Christopher Hurley is an engineer with the Army Power division of the U.S. Army Communications-Electronics Research, Development and Engineering Center (CERDEC), which is located at Fort Monmouth, N.J. Mr Hurley is manager for the Dismounted Soldier Power Army Technology Objective and specializes in energy storage devices.
Last day of the symposium and CERDEC Army Power will be wrapping it up with a media roundtable today! In addition to the “traditional” R&D efforts, I hope we get questions regarding our work in alternative power solutions.
We’re developing fuel cells, smart grids and environmental control units; harvesting wind and solar power; and examining waste-to-energy and biofuels. But one of the more novel projects we’re developing is a power source which converts commonly available sugars directly into electrical energy.

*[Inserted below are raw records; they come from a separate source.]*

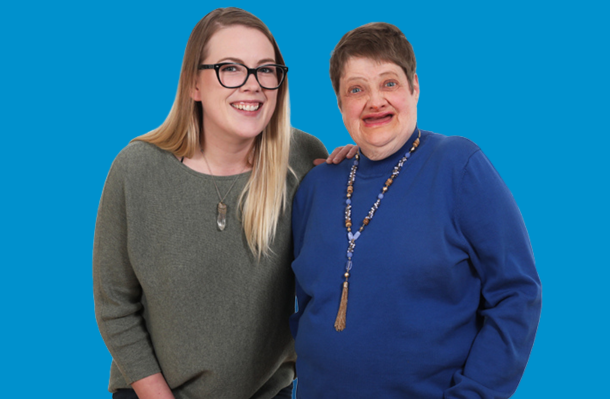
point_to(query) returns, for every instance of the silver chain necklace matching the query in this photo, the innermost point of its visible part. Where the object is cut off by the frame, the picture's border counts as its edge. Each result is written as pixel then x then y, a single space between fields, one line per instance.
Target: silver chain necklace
pixel 221 218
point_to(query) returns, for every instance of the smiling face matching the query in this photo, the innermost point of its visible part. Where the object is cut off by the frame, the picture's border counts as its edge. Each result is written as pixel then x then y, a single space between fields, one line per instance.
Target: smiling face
pixel 235 115
pixel 378 108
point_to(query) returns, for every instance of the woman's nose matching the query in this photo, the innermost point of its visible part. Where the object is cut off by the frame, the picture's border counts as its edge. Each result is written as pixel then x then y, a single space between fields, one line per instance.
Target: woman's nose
pixel 376 100
pixel 251 83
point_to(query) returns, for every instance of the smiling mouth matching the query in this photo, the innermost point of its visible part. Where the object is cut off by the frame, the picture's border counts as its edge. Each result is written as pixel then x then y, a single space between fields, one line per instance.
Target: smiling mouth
pixel 246 106
pixel 378 119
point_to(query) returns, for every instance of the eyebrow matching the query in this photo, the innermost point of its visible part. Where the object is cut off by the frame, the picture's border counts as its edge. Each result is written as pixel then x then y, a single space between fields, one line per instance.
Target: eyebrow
pixel 363 78
pixel 239 61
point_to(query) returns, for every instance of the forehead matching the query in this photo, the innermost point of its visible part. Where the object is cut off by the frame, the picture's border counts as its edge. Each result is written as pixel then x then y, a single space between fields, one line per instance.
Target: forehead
pixel 368 68
pixel 241 43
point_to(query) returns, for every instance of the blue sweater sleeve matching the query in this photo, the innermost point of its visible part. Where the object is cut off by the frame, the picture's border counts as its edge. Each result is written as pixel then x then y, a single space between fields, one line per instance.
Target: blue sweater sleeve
pixel 298 219
pixel 500 253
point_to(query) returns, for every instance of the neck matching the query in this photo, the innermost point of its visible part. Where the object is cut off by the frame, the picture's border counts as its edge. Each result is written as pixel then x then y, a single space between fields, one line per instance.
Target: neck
pixel 226 158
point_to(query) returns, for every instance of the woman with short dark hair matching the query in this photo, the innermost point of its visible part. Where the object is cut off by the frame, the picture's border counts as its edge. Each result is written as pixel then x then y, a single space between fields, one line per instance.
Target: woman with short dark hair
pixel 416 279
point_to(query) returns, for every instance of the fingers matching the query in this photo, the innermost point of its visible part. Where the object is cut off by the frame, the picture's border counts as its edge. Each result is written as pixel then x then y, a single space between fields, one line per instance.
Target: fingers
pixel 339 154
pixel 333 154
pixel 352 151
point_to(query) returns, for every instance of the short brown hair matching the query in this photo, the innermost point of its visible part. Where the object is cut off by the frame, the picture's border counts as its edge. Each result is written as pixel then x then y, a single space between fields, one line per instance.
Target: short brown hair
pixel 378 41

The bio-battery (enzymatic fuel cell) uses enzymes to convert sugar into energy similar to the way your body uses enzymes to convert food into energy. Researchers have spent the last five years working on a unique recipe for a reproducible, stable bio-battery which is both low cost and green.
The bio-battery has numerous advantages over existing batteries. The biggest of which is that it allows for instant recharge (through supply of more sugar) in comparison with traditional batteries which require access to power for two or more hours.
In comparison to fuel cells, the bio-battery has the advantage of a non-toxic, non-flammable fuel source (sugar) which is already in the Army supply chain. This is a huge logistics bonus considering the military’s one-fuel-forward policy makes providing methanol, hydrogen and other alternative fuels difficult.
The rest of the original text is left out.